Corporate America Is Hoarding Tons of Cash: Why In the World Would Obama Think About Giving Them More Tax Cuts?
Continued from previous page
That might make good sense in a rational world in which intellectually honest parties made serious arguments about how best to further the common good. That is not the case, however, and the real danger in implementing a “temporary” payroll tax break is that when it is set to expire – perhaps in the heat of an election – conservatives will accuse anyone who doesn't vote to extend the cuts, perhaps indefinitely, of “raising taxes” on “job producers.” This is what has happened with Bush's “temporary” tax cuts – cuts that were set to expire last year, but remain on the books despite the fact that they represent the biggest driver of the federal deficit over the next decade.
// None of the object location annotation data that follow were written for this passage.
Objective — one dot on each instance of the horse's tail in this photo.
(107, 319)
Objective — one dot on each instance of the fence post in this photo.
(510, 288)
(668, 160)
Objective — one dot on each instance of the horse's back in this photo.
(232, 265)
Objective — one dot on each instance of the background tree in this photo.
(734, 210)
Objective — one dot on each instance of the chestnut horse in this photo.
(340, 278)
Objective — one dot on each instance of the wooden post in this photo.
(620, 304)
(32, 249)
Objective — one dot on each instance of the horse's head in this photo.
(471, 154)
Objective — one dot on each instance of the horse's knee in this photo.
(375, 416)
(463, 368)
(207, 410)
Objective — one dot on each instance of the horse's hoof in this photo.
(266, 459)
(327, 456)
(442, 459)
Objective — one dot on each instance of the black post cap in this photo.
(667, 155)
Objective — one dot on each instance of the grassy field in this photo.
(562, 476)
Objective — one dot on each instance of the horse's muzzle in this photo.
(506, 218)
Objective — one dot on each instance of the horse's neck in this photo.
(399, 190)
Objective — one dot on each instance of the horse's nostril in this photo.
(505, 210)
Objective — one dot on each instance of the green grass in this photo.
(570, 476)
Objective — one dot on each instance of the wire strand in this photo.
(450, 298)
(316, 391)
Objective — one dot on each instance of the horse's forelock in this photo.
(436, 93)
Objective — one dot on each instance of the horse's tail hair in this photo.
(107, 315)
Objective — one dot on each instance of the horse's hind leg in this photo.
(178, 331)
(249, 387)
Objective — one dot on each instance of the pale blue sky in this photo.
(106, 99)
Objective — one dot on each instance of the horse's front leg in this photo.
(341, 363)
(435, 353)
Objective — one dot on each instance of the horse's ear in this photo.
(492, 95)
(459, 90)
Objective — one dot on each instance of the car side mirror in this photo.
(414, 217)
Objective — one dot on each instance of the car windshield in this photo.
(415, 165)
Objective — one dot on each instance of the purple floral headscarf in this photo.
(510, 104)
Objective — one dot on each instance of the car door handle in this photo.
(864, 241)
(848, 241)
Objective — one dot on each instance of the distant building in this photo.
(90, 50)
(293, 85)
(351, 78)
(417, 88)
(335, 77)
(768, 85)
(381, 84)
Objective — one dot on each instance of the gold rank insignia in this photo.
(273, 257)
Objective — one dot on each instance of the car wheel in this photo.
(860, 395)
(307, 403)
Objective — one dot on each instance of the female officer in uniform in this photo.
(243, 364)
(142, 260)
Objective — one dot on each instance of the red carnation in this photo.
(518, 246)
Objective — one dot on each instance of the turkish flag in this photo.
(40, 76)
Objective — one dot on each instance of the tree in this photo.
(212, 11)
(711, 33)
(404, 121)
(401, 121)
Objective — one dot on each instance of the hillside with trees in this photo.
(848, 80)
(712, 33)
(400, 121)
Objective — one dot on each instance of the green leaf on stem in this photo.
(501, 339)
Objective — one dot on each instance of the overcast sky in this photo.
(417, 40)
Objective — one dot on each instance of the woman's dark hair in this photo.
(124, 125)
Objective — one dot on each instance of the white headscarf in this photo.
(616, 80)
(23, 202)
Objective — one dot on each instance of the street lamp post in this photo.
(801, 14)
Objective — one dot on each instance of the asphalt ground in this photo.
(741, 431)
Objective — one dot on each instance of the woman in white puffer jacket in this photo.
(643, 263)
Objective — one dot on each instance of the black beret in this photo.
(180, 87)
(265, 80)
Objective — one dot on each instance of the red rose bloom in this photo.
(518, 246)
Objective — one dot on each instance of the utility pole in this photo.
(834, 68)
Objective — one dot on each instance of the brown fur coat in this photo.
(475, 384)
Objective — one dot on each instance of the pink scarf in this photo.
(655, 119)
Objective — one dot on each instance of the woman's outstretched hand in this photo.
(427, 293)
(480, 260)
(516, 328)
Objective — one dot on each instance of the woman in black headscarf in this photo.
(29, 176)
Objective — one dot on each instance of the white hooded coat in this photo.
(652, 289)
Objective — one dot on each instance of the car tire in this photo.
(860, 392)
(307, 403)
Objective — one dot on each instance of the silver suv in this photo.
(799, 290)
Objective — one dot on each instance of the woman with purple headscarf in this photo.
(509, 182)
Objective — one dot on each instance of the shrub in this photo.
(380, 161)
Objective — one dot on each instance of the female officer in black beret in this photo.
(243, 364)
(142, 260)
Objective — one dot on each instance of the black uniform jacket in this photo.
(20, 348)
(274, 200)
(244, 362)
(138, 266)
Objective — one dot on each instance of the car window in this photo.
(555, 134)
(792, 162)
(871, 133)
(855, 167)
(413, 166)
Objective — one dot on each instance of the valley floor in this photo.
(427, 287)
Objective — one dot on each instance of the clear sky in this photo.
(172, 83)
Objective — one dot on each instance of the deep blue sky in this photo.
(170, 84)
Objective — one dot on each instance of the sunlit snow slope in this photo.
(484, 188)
If the “temporary” cut to the payroll tax were similarly extended, it would result in turning a completely false conservative talking point into a reality. In the real world, Social Security's finances are not only very solid, the program also hasn't added a penny to the federal deficit. If the loss in payroll tax revenues were made up out of the general fund (as the workers' payroll tax holiday is structured), that would change the program's long-run financial picture dramatically. Suddenly, Social Security would be adding to the deficit, which would make defending the program that much harder.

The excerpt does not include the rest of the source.